Breast cancer (BC) is a leading cause of cancer-related mortality among women worldwide. BC is regarded as a systemic disease. Consequently, the majority of BC patients undergo systemic therapy to reduce the risk of distant metastasis (DM) and associated mortality. Although systemic therapies improve patients' outcome, they are associated with significant side effects, particularly cardiotoxicity and cardiovascular complications. Such side effects vary significantly in severity and duration. Cardiotoxicity may remain undetected for years post-treatment until the symptoms of heart failure (HF) present in the patient, which can reduce life expectancy, quality of life, and even lead to death. Therefore, it is vital to investigate the cardiotoxic and cardiovascular risks of BC treatment regimens to identify patients who would benefit most from cardiac monitoring. As it stands, cardiotoxicity is reported from individual studies or for selected drug therapies only. This review fulfils a gap in the literature by combining clinical studies of cardiotoxicity together from clinical trial data published on clinicaltrials.gov.uk.

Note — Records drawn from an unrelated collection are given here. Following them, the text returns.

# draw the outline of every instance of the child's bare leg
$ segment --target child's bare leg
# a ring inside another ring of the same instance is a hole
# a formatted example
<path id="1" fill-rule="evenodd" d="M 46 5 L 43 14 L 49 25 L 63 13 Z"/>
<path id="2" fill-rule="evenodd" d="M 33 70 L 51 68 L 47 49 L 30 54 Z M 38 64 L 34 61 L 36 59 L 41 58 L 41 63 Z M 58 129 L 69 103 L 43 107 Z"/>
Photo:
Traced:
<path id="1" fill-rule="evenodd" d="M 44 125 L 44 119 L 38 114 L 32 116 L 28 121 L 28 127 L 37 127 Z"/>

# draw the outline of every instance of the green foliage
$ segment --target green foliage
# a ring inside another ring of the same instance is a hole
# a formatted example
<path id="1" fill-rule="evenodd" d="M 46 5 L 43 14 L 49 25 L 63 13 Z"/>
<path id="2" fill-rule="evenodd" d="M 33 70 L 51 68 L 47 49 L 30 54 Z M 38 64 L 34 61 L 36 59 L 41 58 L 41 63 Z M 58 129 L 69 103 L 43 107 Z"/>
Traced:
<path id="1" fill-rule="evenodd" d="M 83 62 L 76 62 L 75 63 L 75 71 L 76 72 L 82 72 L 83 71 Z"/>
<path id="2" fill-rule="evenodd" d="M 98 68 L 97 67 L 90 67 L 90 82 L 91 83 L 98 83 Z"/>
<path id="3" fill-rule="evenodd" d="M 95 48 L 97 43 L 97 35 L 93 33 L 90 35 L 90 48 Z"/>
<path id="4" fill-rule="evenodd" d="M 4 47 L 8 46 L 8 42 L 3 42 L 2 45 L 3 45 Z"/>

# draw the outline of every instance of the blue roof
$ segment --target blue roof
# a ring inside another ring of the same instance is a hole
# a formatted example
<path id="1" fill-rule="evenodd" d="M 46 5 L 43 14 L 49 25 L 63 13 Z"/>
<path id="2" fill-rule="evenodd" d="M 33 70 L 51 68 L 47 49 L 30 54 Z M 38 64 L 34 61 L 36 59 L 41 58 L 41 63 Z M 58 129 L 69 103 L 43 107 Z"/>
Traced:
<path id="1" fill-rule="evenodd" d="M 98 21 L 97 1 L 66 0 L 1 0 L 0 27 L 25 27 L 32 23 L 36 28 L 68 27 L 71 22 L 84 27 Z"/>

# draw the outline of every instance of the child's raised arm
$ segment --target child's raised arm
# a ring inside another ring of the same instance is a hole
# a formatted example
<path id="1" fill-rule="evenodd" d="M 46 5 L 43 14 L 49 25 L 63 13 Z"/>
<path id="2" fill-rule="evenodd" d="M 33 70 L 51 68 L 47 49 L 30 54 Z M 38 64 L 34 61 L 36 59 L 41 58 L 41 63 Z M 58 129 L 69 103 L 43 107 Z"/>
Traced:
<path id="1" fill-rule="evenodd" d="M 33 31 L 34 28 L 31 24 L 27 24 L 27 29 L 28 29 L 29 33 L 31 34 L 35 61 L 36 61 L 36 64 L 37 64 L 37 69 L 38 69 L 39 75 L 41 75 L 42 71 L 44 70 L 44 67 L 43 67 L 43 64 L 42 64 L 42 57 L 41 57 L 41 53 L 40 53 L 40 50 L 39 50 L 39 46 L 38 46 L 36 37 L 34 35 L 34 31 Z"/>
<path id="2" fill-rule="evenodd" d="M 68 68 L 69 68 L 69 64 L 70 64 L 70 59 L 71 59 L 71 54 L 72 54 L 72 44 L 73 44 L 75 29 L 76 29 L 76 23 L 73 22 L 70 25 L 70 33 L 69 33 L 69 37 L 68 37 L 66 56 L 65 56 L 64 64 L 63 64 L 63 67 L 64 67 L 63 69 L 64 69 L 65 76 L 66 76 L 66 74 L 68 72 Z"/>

Keywords: Breast cancer; Cardiotoxicity; Chemotherapy; HER2 targeted therapy.

Graphical abstract

Fig. 1

An overview of breast cancer treatment by subtype. HR+ (ER+/PR+) = hormone positive breast cancers; HER2+ (human epidermal growth factor receptor 2 positive breast cancer); TNBC = triple negative breast cancer; ET= endocrine therapy; ChT = chemotherapy; RT = radiotherapy; OFS = ovarian function suppression. Treatment shown for early and metastatic breast cancer with fundamental differences explained in terms of goals of treatment and use of the different therapies involved. T1 (T1a, T1b, and T1c): tumour is 2 cm or less. T2: tumour is more than 2cm but less than 5cm. N0: cancer not spread to nearby lymph nodes. N+: cancer spread to the nearby lymph nodes. Image created in CorelDRAW.

Fig. 2

PRISMA flowchart showing the study selection process to identify relevant clinical trials reporting on the cardiac safety of breast cancer treatments. Image created in CorelDRAW.

Fig. 3

An overview of the mechanisms underlying treatment-related cardiotoxicity. Anthracyclines can induce cardiotoxicity by upregulation of death receptors in cardiomyocytes. Alkylating agents directly bind to DNA and cause DNA strand breaks. Taxanes can stimulate histamine receptors in cardiac cells causing damage. HER2 targeted therapy e.g. Trastuzumab can cause cardiac cell disruption by interfering with the ErbB/NRG-1 signalling pathway and affect myocyte development. Endocrine therapy such as Aromatase Inhibitors can cause cardiotoxicity by reducing the amount of endogenous oestrogen which increases the risk of CVD (cardiovascular disease). Image created using Inkscape.

Fig. 4

Mechanism of action of Trastuzumab Deruxtecan on breast cancer cells. Trastuzumab (a monoclonal antibody) is covalently linked to Deruxtecan. Trastuzumab attaches to the HER2 protein and delivers the cytotoxic drug directly to the cancerous cell. The cell internalises the cytotoxic compound, killing the cell and releases it to neighbouring cells in a phenomenon called the bystander effect. Image created using Inkscape.